Still, “keep planes at the gate in a virtual queue instead of taxi-queuing” is a real idea that is already being deployed to some extent. It’s just not as simple as it sounds.
- A “virtual queue” is basically departure metering. New York JFK has run a metering program for years where algorithms set a Target Movement Area Time for each departure – i.e. when it should push and enter the taxiway system – to keep the departure queue at a target length. Airlines can swap flights within their allocations, and air traffic control procedures on the movement area stay the same. This results in fewer long queues, less time in the runway queue, and lower average taxi-out time.
- The FAA’s Terminal Flight Data Manager is the program that includes departure scheduling and surface metering. The FAA describes it as a “virtual queue at the runway” that saves fuel by reducing engines-on taxi time, and they estimate 313 million gallons of fuel saved and over 3 million metric tons of CO₂ to date.
- At major European airports, Departure Manager and Airport Collaborative Decision Making tools calculate Target Start-Up Approval Times and Target Take-Off Times, explicitly to reduce queues at the runway and shift waiting to stands/gates while maintaining runway throughput.

The core idea not to have 25 airplanes idling in a conga line, and to use a time-based virtual queue instead, is actually the basis of several current air traffic control systems. If you you can shift delay from “engines-on, stuck in a taxi queue” to “engines-off, at a stand or gate” then you save fuel and emissions without sacrificing throughput.
However, if you hold all departures at their gates in a virtual queue during a peak departure bank, you block the gates needed by the next arrival wave. That just means different flights do the waiting away from the gate or you get arrival holds in the air (burning far more fuel).
Ultimately, runway throughput needs planes to be ready. If you cut the physical queue all the way to zero and try to send airplanes out just-in-time from gates, you risk wasting arrival gaps if a departure misses its slot. You can’t just keep everyone at the gate and call it done. You need to split waiting into three buckets:
- At gate, engines off
- On ramp or holding pad, waiting for clearance to enter the movement area.
- On taxiway, in the take-off queue.

In this way, everyone can move efficiently, and runway throughput can still be maximized. Just stay at the gate until it’s your turn ignores gate scarcity, runway capacity management, and the need for a minimal physical queue. And it suggests that this is an overlooked idea. It is not.

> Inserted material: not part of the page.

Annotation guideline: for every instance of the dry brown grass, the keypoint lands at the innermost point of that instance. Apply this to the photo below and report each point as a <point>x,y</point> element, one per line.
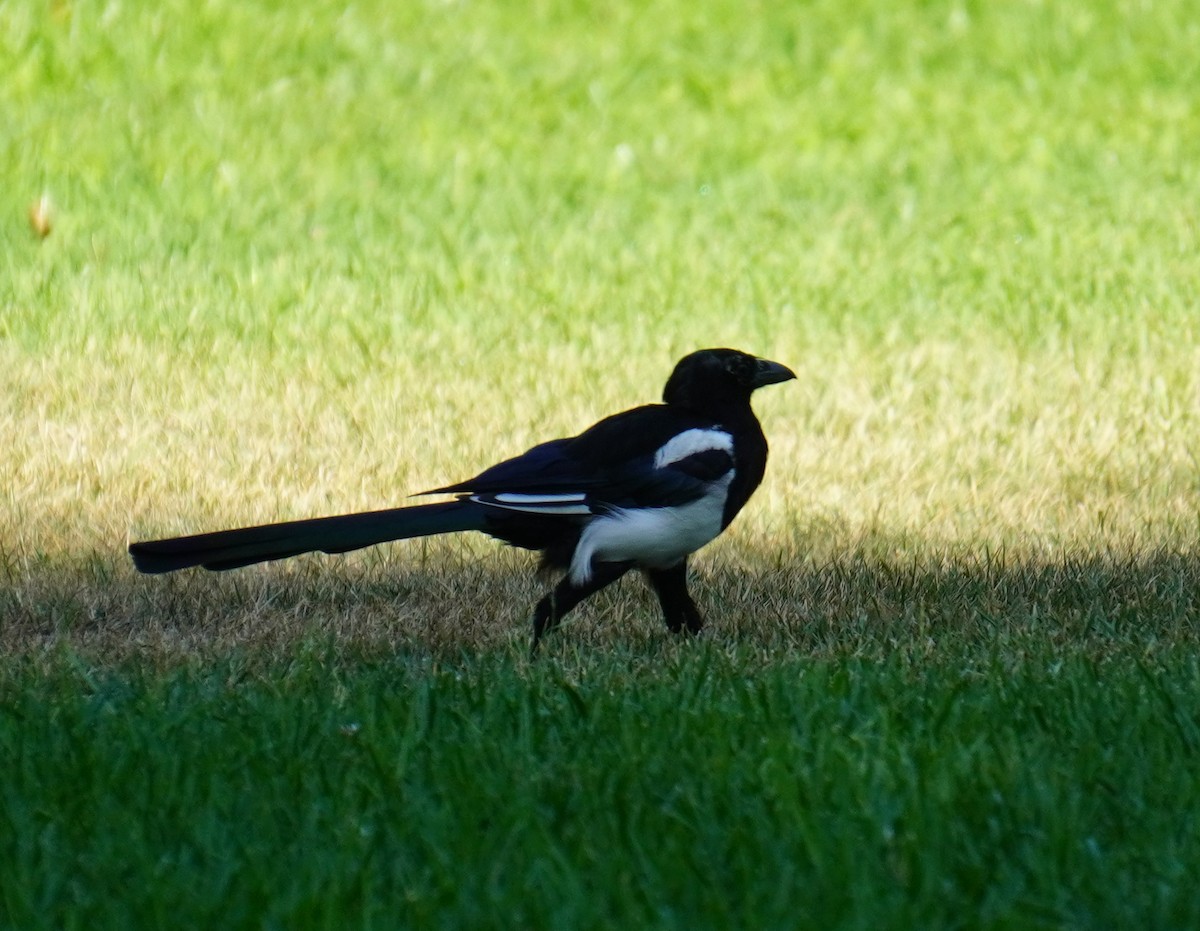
<point>922,486</point>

Why not use electric tractors to tow the planes all the way to the takeoff spot ? They use zero fuel when idling. Planes will use no fuel right up to the point they need to take off. And we can use the same queue system. Make the tractors AI driven (or remotely controlled). Potentially they could even provide electricity to the plane while taxiing.
@Gary: You are too kind. I wouldn’t give the founder of Boom such credence. He is living off the funding of misguided investors who don’t understand that his plane will never fly. They don’t have an engine! GE, Pratt, and Rolls all looked at it and turned it down. There is nobody else. Even Comac weren’t foolhardy enough to try to develop their own powerplant.
IME when airport traffic gets stacked up ATC (tower) starts to hold planes at the gate rather than have planes blocking aprons, tarmac and taxiways. How is this anything different?
Starting with “The founder of Boom…” welp, that’s where you lost me. No credibility. Get Ed, Scott, Bob, or shoot, even Mr. Barry Biffle (Frontier), you know, people running actual airlines, to suggest this, and then we might/should listen.